The study titled ‘Efficacy of a Novel Intraoperative Engineered Sharps Injury Prevention Device: Pilot Usability and Efficacy Trial’ was conducted at The Johns Hopkins University School of Medicine.

The 100 patients enrolled in the trial were randomised to undergo either a procedure using Operative Armour or a control procedure without.

The study conducted plastics surgery procedures, including abdominal surgery, breast reconstruction, and mastopexy or breast reduction or revisions.

Sharp Fluidics president Douglas Rimer said: “In this study at Johns Hopkins it was found that Operative Armour functions effectively as an engineered Sharps Injury Prevention device by decreasing intraoperative needle passing and handling.

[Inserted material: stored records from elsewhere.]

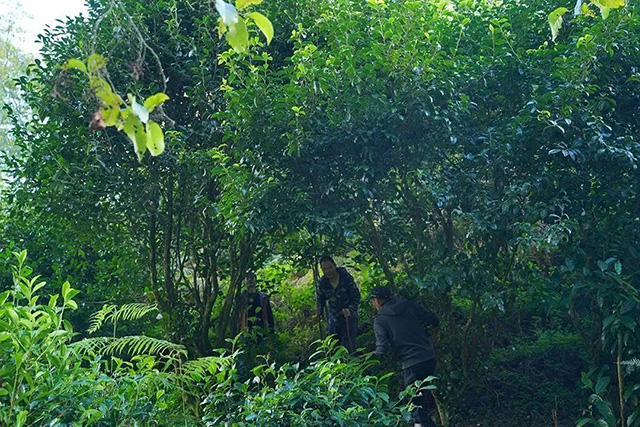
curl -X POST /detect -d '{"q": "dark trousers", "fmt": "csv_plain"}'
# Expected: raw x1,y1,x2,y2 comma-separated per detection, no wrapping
329,314,358,353
403,357,436,427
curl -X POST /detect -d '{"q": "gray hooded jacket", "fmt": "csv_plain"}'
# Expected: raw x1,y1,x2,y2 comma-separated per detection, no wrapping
373,298,440,369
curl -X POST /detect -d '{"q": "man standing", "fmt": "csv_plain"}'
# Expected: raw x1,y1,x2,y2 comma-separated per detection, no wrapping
371,286,440,427
240,273,274,342
316,256,360,353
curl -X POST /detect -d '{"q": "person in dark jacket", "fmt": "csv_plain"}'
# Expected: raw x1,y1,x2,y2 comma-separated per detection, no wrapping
240,273,275,342
316,256,360,353
371,286,440,427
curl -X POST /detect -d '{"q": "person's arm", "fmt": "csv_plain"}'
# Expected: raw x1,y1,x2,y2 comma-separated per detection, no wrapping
411,302,440,327
373,318,391,356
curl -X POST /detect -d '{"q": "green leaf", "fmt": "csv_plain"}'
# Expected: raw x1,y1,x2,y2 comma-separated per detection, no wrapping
596,0,625,9
0,291,11,306
131,98,149,123
144,92,169,113
62,282,71,299
215,0,242,26
248,12,273,44
549,7,569,41
591,0,625,19
598,261,609,271
147,120,164,156
87,53,107,74
100,106,120,126
613,261,622,274
124,114,147,162
62,58,87,73
227,18,249,53
594,377,611,394
16,411,29,427
236,0,262,10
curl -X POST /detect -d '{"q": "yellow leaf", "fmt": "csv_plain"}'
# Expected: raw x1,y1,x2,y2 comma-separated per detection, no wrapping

“The authors stated, ‘By minimizing sharps behaviors that drive needle stick injuries such as manipulation, handling, and passing of intraoperative sharps, Operative Armour demonstrates superiority over current practice in the potential to significantly decrease sharp injuries.

“We anticipate an associated decrease in needle stick injuries with use of the device. In addition to the device’s impact on needlestick risk, it may also have the potential to improve efficiency by introducing parallel processing in which two or more separate processes are conducted simultaneously rather than in series.”

Operative Armour prevents needle stick injuries in operating room

Operative Armour is an engineered sharps injury prevention (ESIP) device, designed to prevent needle stick injuries (NSI) in an operating room.

The device is designed to help surgeons, nurses, and other medical staff stay safe in the operating room. The device resulted in as many as half the needle adjustments by hand during the procedures.

The company said that the use of its wearable needle safety and workflow efficiency device Operative Armour has reduced surgical needle passes and handling during surgical closure.

The device enables the surgeon to independently close and manage the sutures, while the circulator and scrub-tech can focus on performing the final count, eliminating conflict between the two equally important activities.

The study concluded that Operative Armour effectively functions as an ESIP device by decreasing intraoperative needle passing and handling. During these procedures Operative Armour resulted in as many as half the needle adjustments by hand.